W sumie skazano czterdziestu wysokich rangą oficjeli, sprawujących władzę w styczniu ubiegłego roku. Wszyscy dostali wyroki od pięciu do dwudziestu lat pozbawienia wolności.
Szef prezydenckiej służby bezpieczeństwa Ali Seriati otrzymał karę 20 lat pozbawienia wolności, a były minister spraw zagranicznych Belhaj Kacem - 15 lat.
Obaj skazani zostali za krwawe stłumienie powstania w stolicy Tunezji i innych miastach: Sousse, Nabulu, Zaghouan i Bizerecie. Powstanie wstrząsnęło wtedy całym krajem, a prezydent Ben Ali w obawie o swoje życie uciekł z rodziną do Arabii Saudyjskiej.
Jedynie trzech urzędników reżimu zostało oczyszcoznych z zarzutów. Jednym z nich był Ahmed Friaa, który został minowany ministrem spraw wewnętrznych na krótko przed ucieczką prezydenta.

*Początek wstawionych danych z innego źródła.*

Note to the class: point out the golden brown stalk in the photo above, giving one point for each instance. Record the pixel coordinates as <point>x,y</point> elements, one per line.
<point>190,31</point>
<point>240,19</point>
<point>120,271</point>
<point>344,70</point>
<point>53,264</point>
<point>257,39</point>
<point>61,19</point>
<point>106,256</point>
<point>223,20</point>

Bliscy ofiar na decyzję trybunału zareagowali gniewem. Twierdzili, że wyroki dla Kacema i Seriata są zbyt łagdne. Krytykowali też uniewinnienie byłego szefa MSW.
Nie pierwszy wyrok
Czwartkowe orzeczenie nie jest pierwszym wyrokiem dożywocia dla byłego prezydenta Ben Alego za brutalne tłumienie protestów. W połowie czerwca na dożywotnie pozbawienie wolności skazał go już trybunał wojskowy w Kef. W poprzednich zaocznych procesach Ben Ali został już skazany w sumie na 86 lat więzienia, m.in. za przywłaszczenie publicznych pieniędzy, przechowywanie w swych tunezyjskich posiadłościach broni i narkotyków oraz w związku ze śmiercią czterech manifestantów, zastrzelonych w mieście Ouardanine na wschodzie Tunezji podczas zeszłorocznych protestów.
Arabska wiosna
W grudniu 2010 roku w kilku krajach arabskich wybuchły protesty społeczne i konflikty zbrojne. Ich przyczyną było niezadowolenie obywateli z warunków życia, bezrobocie, rosnące ceny żywności. Obywatele demonstrowali przeciwko ograniczaniu swobód obywatelskich przez autorytarne reżimy oraz przeciw korupcji i nepotyzmowi.
Rewolucja w Tunezji doprowadziła do odsunięcia od władzy reżimu prezydenta Ben Alego. 14 stycznia ubiegłego roku Ben Ali wraz z rodziną zbiegł do Arabii Saudyjskiej. Nowym władzom Tunezji nie udało się doprowadzić do jego ekstradycji i - jak wskazują agencje - na razie się na to nie zanosi.